# How do I find a solution to e^(2x) = 8e^(x) + 20 ?

## I've worked the equation to get to e^(x) = 10 and e^(x) = -2, but I don't understand how to advance it further

Nov 26, 2016

$x = \ln 10$

#### Explanation:

${e}^{2 x} - 8 {e}^{x} - 20 = 0$

By properties of exponents, we have:

${\left({e}^{x}\right)}^{2} - 8 {e}^{x} - 20 = 0$

We let $t = {e}^{x}$.

${t}^{2} - 8 t - 20 = 0$

$\left(t - 10\right) \left(t + 2\right) = 0$

$t = 10 \mathmr{and} - 2$

${e}^{x} = 10 \mathmr{and} {e}^{x} = - 2$

Take the natural logarithm of both sides.

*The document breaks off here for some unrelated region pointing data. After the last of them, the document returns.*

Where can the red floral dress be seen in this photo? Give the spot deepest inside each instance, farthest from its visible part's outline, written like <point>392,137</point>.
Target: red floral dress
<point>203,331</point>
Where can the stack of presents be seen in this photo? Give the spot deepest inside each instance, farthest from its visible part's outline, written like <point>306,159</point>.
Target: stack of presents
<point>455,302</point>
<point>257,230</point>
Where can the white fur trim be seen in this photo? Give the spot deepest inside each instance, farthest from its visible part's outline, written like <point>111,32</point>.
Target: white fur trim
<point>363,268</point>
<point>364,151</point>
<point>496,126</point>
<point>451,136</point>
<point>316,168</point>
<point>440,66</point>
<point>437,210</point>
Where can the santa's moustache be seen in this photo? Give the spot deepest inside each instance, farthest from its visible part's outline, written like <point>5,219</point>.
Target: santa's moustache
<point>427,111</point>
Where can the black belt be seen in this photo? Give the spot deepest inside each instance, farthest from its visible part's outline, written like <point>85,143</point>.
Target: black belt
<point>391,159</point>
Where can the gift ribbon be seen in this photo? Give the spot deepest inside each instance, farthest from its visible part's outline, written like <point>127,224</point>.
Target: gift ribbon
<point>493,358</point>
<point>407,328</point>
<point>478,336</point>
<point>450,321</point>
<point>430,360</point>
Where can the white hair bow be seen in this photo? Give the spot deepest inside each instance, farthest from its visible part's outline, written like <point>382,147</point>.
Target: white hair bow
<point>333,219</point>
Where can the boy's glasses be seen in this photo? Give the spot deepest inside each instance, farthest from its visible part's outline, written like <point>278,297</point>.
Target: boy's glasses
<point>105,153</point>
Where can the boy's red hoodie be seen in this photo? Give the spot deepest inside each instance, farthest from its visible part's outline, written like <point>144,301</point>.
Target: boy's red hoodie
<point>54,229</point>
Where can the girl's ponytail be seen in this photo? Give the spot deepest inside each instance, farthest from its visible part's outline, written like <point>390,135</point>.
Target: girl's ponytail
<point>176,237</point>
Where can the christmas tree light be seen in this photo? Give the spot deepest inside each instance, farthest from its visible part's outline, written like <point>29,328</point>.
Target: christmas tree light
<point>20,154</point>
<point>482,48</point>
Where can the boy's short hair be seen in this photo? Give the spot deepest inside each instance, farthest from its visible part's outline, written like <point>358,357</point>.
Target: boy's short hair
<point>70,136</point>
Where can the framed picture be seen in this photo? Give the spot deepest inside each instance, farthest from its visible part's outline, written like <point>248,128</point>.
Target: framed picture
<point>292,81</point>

$\ln \left({e}^{x}\right) = \ln 10 \mathmr{and} \ln {e}^{x} = \ln - 2$

Use the rule $\log {a}^{n} = n \log a$:

$x \ln e = \ln 10 \mathmr{and} x \ln e = \ln - 2$

$\ln$ and $e$ are opposites, so equal $1$.

$x = \ln 10$ and $x = \emptyset$, since $y = \ln x$ has a domain of $x > 0$.

Hopefully this helps!